Oliver convinced Miriam, me, and himself to swim in Tomales Bay this morning. Swim is an overstatement. We thrashed about like fish caught on a line (only we were trying to get out and the fish would be trying to jump in). But hair was wet. Skin was submerged. Feet on rocks were numb. It was a faintly familiar, missed rush of life force... with only a few hours of sleep and blurred vision, the water was what I imagine defibrillation is like (only nice). Afterwards, Oliver suggested naked yoga. I opted for a hot shower. It was drizzling in Marshall when we left. The dampness only makes the scenery that much more beautiful. The green of the grass vibrates with color saturation.
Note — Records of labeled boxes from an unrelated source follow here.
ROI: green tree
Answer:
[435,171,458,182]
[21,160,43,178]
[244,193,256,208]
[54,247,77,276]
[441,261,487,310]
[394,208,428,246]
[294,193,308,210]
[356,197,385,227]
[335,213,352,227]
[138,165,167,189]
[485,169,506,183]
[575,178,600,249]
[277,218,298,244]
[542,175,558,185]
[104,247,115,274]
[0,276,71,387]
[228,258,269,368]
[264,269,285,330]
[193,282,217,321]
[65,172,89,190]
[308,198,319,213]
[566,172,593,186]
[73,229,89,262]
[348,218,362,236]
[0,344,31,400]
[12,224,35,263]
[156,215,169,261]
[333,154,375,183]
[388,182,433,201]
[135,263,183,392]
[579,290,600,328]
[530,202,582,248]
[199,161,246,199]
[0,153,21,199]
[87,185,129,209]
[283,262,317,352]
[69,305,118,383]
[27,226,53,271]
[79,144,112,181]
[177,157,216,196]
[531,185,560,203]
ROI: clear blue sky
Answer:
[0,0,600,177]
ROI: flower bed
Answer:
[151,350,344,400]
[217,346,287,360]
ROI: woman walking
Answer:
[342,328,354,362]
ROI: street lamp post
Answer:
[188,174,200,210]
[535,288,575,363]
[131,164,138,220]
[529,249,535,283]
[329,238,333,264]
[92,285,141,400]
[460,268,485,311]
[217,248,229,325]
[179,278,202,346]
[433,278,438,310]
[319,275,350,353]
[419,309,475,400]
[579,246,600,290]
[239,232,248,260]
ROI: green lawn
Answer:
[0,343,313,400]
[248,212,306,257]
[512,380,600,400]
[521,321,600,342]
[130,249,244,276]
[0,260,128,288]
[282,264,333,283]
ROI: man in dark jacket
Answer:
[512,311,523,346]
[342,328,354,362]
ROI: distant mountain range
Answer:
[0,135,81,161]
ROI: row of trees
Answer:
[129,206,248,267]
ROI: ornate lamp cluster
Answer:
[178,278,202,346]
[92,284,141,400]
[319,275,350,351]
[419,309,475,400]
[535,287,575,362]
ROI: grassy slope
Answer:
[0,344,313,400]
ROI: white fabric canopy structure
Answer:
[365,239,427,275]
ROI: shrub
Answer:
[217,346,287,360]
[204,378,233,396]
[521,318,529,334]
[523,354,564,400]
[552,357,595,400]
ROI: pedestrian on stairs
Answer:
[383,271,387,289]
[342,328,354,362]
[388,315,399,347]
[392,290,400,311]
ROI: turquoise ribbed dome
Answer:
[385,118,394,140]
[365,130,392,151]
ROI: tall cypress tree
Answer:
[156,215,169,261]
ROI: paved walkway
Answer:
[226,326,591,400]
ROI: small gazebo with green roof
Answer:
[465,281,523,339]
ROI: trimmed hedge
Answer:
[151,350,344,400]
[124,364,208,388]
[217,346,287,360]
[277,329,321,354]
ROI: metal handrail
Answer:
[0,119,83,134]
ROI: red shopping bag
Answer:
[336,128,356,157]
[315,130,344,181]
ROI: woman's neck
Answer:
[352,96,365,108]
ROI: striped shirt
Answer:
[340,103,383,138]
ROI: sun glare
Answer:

I am thinking a lot about landscapes lately while writing about my time hitchhiking and working in Alaska (book project). The unending bigness of Alaska and its purple fireweed-lined dirt roads awed me and made me sad. But with life and death being more pronounced in their meaning now, I am far less affected by scenery. What does that mean? I drove alone back to Berkeley. I passed a slow Prius. And a cop standing in the rain holding up his radar gun. And as I was wondering if the cop was trying to fool everyone by being less visible or just enjoying the beauty that hugged him from every side, I looked at what he might be seeing. Moss colored green vegetation grew in young, delicate but confident lines at the edge of a mirror-still lake. Heather gray trees and light maroon bark. Green hills and a perfect reflection of it all despite the rain. The second rush of the day. I felt the outside beauty again and was once more revived.

The water in Tomales Bay always seems cold! On January 1st it must have been freezing, ok not freezing but really cold.